Country Path Conversations [135–136]

Scholar: The jug abides in itself in that it turns back to itself over and through this expanse.

Guide: The return is the abiding, into which the jug is brought to abide by the abiding expanse.

Scientist: We called the abiding expanse the open-region. And we now have a clearer sense of the manner in which it regions. It nevertheless seems to me that we do not yet give broad enough consideration to the expanse that brings to abide, the expanse in which the jug abides, so long as we think of the whole gathering of the drink [Getränk] only as the drink offered [Trank] and forget the drinking [Trinken].

Scholar: I too wanted to point this out right away. But I became puzzled even when by myself I silently tried to think of the drinking just as we thought of the wine.

Guide: The selfsame difficulty presumably impedes my speech as well. If pressed one could perhaps say that drinking abides in thirst.
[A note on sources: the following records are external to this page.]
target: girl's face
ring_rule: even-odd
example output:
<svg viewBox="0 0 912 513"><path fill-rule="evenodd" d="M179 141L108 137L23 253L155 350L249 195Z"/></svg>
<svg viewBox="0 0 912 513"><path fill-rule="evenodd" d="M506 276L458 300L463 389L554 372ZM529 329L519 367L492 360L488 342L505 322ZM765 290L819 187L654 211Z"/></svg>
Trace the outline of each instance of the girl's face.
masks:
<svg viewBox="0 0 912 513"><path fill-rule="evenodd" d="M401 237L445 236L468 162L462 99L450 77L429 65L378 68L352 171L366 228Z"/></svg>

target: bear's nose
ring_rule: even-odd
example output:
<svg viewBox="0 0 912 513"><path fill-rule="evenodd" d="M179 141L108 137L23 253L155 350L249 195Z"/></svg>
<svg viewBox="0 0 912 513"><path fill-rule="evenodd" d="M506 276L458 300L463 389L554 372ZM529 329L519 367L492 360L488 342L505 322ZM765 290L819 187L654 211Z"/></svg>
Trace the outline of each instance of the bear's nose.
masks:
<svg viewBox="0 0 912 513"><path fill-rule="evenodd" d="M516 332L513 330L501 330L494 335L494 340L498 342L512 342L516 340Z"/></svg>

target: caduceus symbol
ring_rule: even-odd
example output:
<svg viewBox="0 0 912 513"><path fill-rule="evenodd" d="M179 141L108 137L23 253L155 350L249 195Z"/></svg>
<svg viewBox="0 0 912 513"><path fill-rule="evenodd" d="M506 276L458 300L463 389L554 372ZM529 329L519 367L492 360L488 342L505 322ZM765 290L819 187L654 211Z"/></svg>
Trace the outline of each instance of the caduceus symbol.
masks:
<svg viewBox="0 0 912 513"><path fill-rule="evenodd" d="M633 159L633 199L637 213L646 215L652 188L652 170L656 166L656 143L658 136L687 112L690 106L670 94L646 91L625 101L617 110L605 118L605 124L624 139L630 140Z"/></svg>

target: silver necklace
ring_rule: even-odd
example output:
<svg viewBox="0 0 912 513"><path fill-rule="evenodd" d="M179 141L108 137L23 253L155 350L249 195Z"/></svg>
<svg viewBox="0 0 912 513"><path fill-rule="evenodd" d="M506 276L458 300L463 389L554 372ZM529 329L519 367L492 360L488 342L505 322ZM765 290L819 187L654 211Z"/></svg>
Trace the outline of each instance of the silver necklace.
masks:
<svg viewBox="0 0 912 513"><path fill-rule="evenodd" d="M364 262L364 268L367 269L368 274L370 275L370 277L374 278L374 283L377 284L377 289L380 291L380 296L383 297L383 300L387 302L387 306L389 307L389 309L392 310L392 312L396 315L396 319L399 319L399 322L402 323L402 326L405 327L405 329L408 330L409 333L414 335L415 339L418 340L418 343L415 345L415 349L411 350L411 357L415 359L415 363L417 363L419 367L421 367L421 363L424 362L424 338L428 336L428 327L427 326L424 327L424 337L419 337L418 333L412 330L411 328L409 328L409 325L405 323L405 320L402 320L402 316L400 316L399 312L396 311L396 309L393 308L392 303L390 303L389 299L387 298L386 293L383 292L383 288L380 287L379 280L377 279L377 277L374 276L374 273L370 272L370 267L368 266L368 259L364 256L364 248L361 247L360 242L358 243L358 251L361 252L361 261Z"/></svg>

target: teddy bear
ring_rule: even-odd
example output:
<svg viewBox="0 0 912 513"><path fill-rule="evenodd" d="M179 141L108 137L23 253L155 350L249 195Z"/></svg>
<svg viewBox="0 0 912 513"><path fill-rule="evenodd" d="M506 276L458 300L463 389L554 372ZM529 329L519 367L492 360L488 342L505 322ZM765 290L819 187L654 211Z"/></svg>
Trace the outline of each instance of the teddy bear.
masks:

But we also drink wine when we don’t have any thirst. [136]

Scientist: You mean when we drink beyond thirst.

Guide: Yes and no.

Scholar: I’d also like to know how you are making a distinction here.

Guide: Although one who is accustomed to drinking beyond thirst is indeed called a drinker, mere drinkers do not know how to drink, which is why we also use a word for their drinking that is used to designate what animals do,50 even though among animals there are never any drinkers of this type.

Scientist: Then “to drink beyond thirst” signifies not merely to get blind drunk, but rather to go out beyond thirst as the usual occasion for drinking, and to drink to conviviality.

Scholar: Or to drink on the occasion of a farewell, or to a memory, or for other special occasions.

Guide: And so on the occasion of a festival.51

Scholar: So perhaps we could venture to say: the drink offered [Trank] or, better, the drink received [Trunk], abides in the festival.

Scientist: The festival belongs in that expanse which brings the drink offered to abide in that wherein the emptiness of the jug abides.

Guide: The jug would then be something festive. And to that expanse, in which earth and sky are named, belongs also the festival, which, it seems to me, is itself an expanse that brings the human to abide.

50. The word alluded to here, saufen, means “to drink” when it is used for animals, but “to booze” when it is used for humans.—Tr.

51. Although probably best translated here as “festival,” das Fest has a somewhat wider semantic range. It can also mean “celebration” or “feast,” especially when these take place on a commemorative occasion.